Glasgow and Paisley Joint Railway
Locale Scotland
Dates of operation September 1840–31 December 1922
Successor London, Midland and Scottish Railway
Track gauge 1,435 mm (4 ft 8 12 in)

The Glasgow and Paisley Joint Railway was the section of railway line between Glasgow Bridge Street railway station and Paisley, in the west of Scotland. It was constructed and operated jointly by two competing railway companies as the stem of their lines to Greenock and Ayr respectively, and it opened in 1840. The Joint Committee, which controlled the line, built a branch to Govan and later to Cessnock Dock, and then Prince's Dock.

With the passing of the Railways Act 1921 (Grouping Act) the line, together with the Caledonian Railway and the Glasgow and South Western Railway, became part of the London, Midland and Scottish Railway (LMS).

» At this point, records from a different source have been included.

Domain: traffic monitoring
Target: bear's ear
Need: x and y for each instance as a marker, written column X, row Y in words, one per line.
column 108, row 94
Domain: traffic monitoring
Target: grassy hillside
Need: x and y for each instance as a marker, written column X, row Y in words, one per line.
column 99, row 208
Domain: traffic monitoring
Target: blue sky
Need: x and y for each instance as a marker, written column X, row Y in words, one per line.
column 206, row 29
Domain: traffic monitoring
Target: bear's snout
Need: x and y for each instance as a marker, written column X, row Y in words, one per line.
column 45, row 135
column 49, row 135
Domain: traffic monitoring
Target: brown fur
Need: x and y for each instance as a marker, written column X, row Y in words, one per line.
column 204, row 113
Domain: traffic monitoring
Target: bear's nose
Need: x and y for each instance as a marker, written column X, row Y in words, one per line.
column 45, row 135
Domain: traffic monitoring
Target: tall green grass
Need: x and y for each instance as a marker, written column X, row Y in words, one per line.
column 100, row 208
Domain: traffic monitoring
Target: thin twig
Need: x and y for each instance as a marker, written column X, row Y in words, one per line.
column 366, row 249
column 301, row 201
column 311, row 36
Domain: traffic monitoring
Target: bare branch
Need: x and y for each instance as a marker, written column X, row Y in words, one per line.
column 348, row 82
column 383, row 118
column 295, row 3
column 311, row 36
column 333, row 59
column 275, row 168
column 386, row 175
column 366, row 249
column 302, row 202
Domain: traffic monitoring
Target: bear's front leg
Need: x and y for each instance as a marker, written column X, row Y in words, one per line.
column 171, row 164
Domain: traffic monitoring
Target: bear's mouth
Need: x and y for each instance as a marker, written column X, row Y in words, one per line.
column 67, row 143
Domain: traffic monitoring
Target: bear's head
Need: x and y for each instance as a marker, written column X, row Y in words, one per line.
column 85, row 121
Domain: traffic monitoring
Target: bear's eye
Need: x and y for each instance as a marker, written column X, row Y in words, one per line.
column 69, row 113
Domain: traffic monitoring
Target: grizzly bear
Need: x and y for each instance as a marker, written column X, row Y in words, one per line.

The line is still in heavy use today as the eastern end of the Inverclyde Line and the Ayrshire Coast Line.

In the 1830s promoters in the west of Scotland considered the potential for railway construction, and in the 1837 Parliamentary session, supporters of two schemes presented bills. One scheme was to build from Glasgow to Greenock, and the other from Glasgow to Ayr with a branch to Kilmarnock. Both wished to start from a Glasgow terminus at Bridge Street, and their proposed course as far as Paisley was almost identical. At the time Parliament was hostile to permitting closely parallel construction, and it became clear that the only way forward was to combine to build and use a shared line as far as Paisley. The Acts for the two schemes received the Royal Assent 15 July 1837, and the new companies were called the Glasgow, Paisley and Greenock Railway (GP&GR) and the Glasgow, Paisley, Kilmarnock and Ayr Railway (GPK&AR).

The GPK&AR opened a section at its southern end on 19 July 1839 between Irvine and Ayr (Newton-on-Ayr), and it started operation on the Joint Line on 14 July 1840 from a temporary station at Glasgow (Bridge Street) to Paisley. The GP&GR opened in March 1841, having been delayed due to the difficulties in the construction of the tunnel at Bishopton.